We have responded to this consultation, although it is a sham.
You can download our response here.
The points on which the Bank of England has chosen to consult are narrow, and avoid the most important questions about the ‘digital pound’, which can only be referred to tangentially in a response.
This is because the Bank of England views this matter as reserved to itself, and it is enjoying its total autonomy from political control, established when Rishi Sunak and Jeremy Hunt exculpated the Bank from blame for the financial turmoil of September 2022. Two factors were equally at play in that turmoil: the Bank’s failure to raise interest rates in line with the Federal Reserve and the Bank’s myopia to the risks residing in Liability-Driven Investments (aka naked gambling on interest rates) held by UK pension funds.

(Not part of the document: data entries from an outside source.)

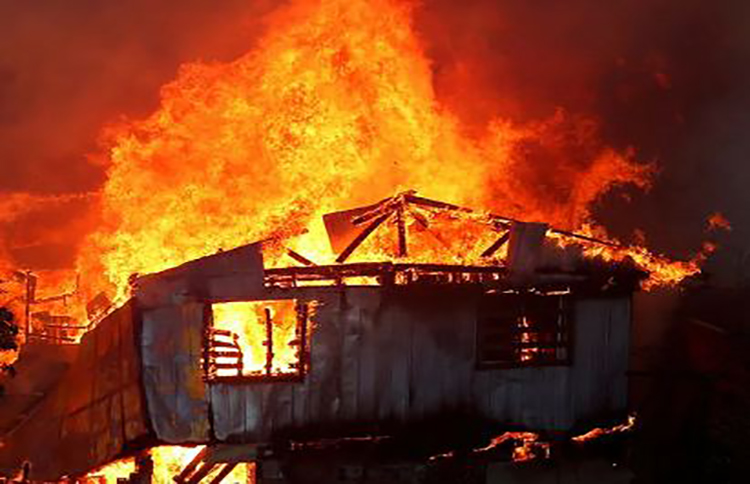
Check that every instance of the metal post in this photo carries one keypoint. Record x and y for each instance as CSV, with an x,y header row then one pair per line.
x,y
269,342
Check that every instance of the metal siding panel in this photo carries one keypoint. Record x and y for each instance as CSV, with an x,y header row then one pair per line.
x,y
172,373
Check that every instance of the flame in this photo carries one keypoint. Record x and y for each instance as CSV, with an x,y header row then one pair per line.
x,y
169,461
247,320
599,432
334,109
717,221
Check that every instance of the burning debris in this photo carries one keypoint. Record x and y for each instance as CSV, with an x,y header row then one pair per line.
x,y
385,315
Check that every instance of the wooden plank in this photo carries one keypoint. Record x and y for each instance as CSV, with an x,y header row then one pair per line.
x,y
361,238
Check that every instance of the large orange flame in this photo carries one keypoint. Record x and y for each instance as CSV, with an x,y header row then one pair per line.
x,y
335,108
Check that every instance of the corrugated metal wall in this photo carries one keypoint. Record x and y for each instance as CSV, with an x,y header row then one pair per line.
x,y
408,355
91,414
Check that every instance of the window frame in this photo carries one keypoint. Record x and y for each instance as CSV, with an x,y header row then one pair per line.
x,y
563,333
303,329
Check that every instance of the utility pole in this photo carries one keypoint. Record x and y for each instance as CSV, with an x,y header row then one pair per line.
x,y
30,297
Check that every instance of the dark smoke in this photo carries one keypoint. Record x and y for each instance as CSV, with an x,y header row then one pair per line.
x,y
69,67
668,78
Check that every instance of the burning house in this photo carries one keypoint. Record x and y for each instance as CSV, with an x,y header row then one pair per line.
x,y
259,353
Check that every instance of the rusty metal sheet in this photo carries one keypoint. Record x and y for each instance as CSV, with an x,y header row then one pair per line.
x,y
230,275
80,425
172,373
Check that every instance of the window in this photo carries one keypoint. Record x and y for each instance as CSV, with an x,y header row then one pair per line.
x,y
516,330
261,340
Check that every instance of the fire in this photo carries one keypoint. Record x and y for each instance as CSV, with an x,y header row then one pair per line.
x,y
169,461
251,323
335,108
717,221
599,432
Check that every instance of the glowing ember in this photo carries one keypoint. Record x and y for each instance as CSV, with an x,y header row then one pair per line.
x,y
718,221
169,461
599,432
243,341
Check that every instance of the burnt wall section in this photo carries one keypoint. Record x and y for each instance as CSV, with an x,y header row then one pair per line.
x,y
92,414
404,355
231,275
172,347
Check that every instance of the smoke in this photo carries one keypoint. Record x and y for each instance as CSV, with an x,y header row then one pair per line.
x,y
69,68
667,78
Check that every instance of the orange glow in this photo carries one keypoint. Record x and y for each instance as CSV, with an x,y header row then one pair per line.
x,y
169,461
334,109
248,320
528,446
599,432
718,221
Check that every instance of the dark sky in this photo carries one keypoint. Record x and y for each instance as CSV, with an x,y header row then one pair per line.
x,y
669,78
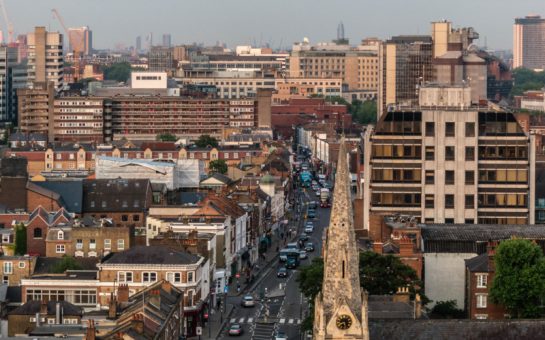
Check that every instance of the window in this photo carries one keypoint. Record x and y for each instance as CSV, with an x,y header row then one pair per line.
x,y
470,177
123,277
449,129
174,277
449,201
38,233
470,129
429,200
430,177
481,280
449,177
149,276
449,153
430,153
470,202
8,268
430,129
481,300
470,153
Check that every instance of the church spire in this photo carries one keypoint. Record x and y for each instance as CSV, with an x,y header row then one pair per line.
x,y
341,262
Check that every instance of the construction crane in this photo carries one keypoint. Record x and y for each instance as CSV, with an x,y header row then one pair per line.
x,y
75,44
8,23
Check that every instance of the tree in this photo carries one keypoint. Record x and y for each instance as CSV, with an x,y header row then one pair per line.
x,y
218,166
166,137
66,263
446,310
118,71
205,141
519,281
20,239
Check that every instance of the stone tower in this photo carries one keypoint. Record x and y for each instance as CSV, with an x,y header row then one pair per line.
x,y
341,307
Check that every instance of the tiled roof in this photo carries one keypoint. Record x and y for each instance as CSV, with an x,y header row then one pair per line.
x,y
478,263
152,255
480,232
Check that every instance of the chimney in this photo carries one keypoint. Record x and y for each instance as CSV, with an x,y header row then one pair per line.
x,y
166,286
43,308
406,247
112,308
137,323
91,332
123,293
491,251
58,313
402,295
377,247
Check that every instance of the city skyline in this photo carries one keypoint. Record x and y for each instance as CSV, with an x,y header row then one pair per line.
x,y
240,22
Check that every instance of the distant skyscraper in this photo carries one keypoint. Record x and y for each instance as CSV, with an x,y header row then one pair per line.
x,y
529,42
166,40
160,59
138,43
82,38
45,58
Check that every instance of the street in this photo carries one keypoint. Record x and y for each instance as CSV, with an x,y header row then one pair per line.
x,y
279,304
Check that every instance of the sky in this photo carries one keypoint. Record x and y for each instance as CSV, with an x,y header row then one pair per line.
x,y
277,22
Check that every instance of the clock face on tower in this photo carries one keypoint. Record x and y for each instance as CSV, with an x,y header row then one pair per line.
x,y
343,321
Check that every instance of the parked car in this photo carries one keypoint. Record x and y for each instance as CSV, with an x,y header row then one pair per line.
x,y
235,329
280,336
282,272
247,301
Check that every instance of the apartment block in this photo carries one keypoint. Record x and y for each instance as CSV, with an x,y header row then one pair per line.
x,y
45,57
529,42
448,161
78,119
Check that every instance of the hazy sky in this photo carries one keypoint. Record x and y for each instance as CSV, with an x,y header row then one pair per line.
x,y
238,22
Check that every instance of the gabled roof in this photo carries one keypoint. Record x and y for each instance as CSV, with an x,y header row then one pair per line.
x,y
153,255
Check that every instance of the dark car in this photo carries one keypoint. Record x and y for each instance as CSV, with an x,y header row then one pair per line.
x,y
282,272
235,329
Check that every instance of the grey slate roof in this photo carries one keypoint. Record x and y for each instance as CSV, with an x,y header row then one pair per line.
x,y
152,255
480,232
478,263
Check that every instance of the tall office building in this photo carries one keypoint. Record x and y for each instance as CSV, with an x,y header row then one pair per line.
x,y
160,59
138,46
82,37
529,42
166,40
8,59
447,160
45,57
405,63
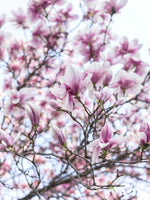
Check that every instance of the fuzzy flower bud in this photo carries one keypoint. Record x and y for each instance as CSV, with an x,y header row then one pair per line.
x,y
34,113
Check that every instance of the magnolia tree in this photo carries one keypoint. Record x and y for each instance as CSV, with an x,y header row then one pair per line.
x,y
74,104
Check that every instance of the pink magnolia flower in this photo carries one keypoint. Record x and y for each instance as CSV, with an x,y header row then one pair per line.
x,y
19,19
105,142
90,43
39,33
71,84
144,134
58,135
34,113
5,140
104,95
98,71
2,20
113,6
129,46
17,100
127,82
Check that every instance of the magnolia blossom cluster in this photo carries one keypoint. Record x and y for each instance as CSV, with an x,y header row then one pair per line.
x,y
75,102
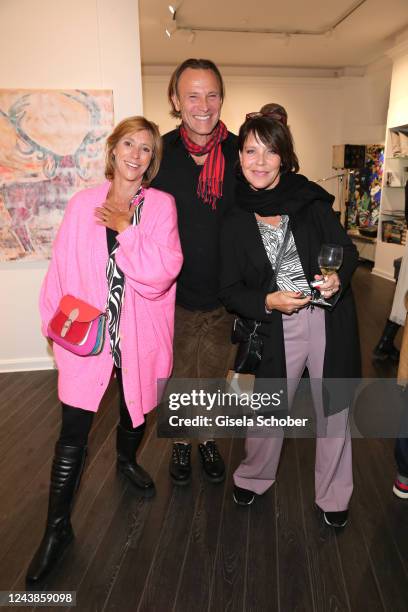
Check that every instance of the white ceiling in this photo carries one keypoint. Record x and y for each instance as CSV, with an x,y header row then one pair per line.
x,y
360,39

The Bank’s narrative was that the Mini-Budget unveiled by Kwasi Kwarteng and with the support of Liz Truss was solely to blame. That narrative propelled Sunak and Hunt into office, and, as a quid pro quo, the Bank has been permitted to make a one-way declaration of independence: independence from the citizenry and their elected representatives when the Bank views a matter as solely within its discretion, but not independent when the Bank wants to present its bill (up to £200 billion) to the citizens for its mistakes in its Quantitative Easing programme.
The Bank is genuinely not interested in the views of citizens and the businesses that citizens run, regarding a matter that will profoundly rebalance the relationship between the citizen and the authorities that supposedly act at citizens’ behest – to the citizen’s detriment. The voice of the citizen needs therefore to be muzzled in substance, though not ostensibly in form.
A ‘sham’ consultation is the vehicle for that manoeuvre and is in itself indicative of the proposed increase in the power of the governing.
The fundamental shift in the relationship between the governing and the governed is that all financial transactions will be visible and on-the-ledger. There can be no financial privacy once that has occurred.
The ‘sham consultation’ approach falls far short of the necessary scope and level-of-seriousness appropriate to this matter.
The consultation even whitewashes the evidence it has itself collected, in the form of the YouGov surveys. These showed payment habits, desires and preferences to which the digital pound does not respond, so they are airbrushed down to a minimum.
As we have proved in our examination of those surveys, there was huge support for physical cash, branch networks are very important to citizens and businesses, and the usage of digital services has hardly changed for years: looking at a bank account online.
What has changed is the fear of Authorized Push Payment Fraud – a detriment that the authorities and the payment industry have failed to eradicate – and that taking payment by card is not businesses’ favoured method of receiving payments, because they receive far less than the face value of the sale.
The Bank of England’s plan for the ‘digital plan’ will allow the same intermediaries that gouge so much from card payments to do the same on payments currently made in physical cash.
The Bank of England’s contention that physical cash will be unaffected has to be taken with a pinch of salt. The same amount issued as ‘digital pounds’ must be withdrawn from circulation as physical pounds or ‘scriptural money’ (customers’ account balances with banks, building societies and so on), or the Money Supply increases, which causes inflation.